Biss-Leiter Bernd Biermann geht : „Kurzschlussreaktion“ oder „respektable Entscheidung“?

Bernd Biermann
Foto:
Bernd Biermann

Die Husumer Politik, Verwaltung und Kollegen reagieren recht unterschiedlich auf die Kündigung von Biss-Leiter und Jugendpfleger Bernd Biermann.

von
30. März 2017, 09:30 Uhr

Die Kündigung von Jugendpfleger Bernd Biermann bewegt in der Husumer Politik die Gemüter. Der Leiter des Jugendzentrums Biss hatte darum gebeten, eine halbe sozialpädagogische Assistentenstelle zusätzlich zu erhalten. Sein Team sei den Herausforderungen, die die Betreuung einer großen Zahl von Flüchtlings-Jugendlichen darstellt, ohne weitere Unterstützung nicht gewachsen, begründete Biermann seinen Wunsch. Dass die Politik seine Bitte mehrheitlich abgelehnt hat, ist für ihn einer der Gründe, ab Sommer beruflich neue Wege zu gehen (wir berichteten).

Reimer Tonder, Fraktionschef der Wählergemeinschaft Husum (WGH), bedauert Biermanns Entscheidung sehr. „Die Wählergemeinschaft hat ja dafür gestimmt, dass diese halbe Stelle genehmigt wird“, sagt Tonder. „Nun verlieren wir einen Jugendpfleger, der gute Arbeit geleistet hat, und haben dazu noch das Problem, dass die Stelle adäquat nachbesetzt werden muss.“ Biermanns Entscheidung könne er aber „in gewisser Weise“ nachvollziehen.

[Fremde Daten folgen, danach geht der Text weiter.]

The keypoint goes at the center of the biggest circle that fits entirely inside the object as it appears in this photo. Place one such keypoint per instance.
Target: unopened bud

„Herr Biermann hat einen guten Job gemacht, seine Entscheidung bedauere ich“, sagt auch Christian Czock, Fraktionsvorsitzender der CDU. Allerdings müsse er auch die Haltung der Politik verstehen: „Wir wollten konkret vom Biss wissen, wie der Personalstand ist und wer dort wie viel arbeitet, bevor wir ihm die halbe Stelle genehmigen. Nur auf Zuruf wird ja auch sonst nirgends mehr Personal genehmigt. Wenn das nun der Grund ist, warum er kündigt, halte ich das für eine Kurzschlussreaktion.“ Zudem hätte sich Biermann bis Jahresende mit Jugendlichen aus dem Bundesfreiwilligendienst aushelfen können: „Die kosten die Stadt kein Geld.“ Er bedauere, dass Biermann nicht noch einmal Kontakt zur Politik aufgenommen habe. „Und was dieses Nachtreten soll, verstehe ich nicht“, sagt Czock.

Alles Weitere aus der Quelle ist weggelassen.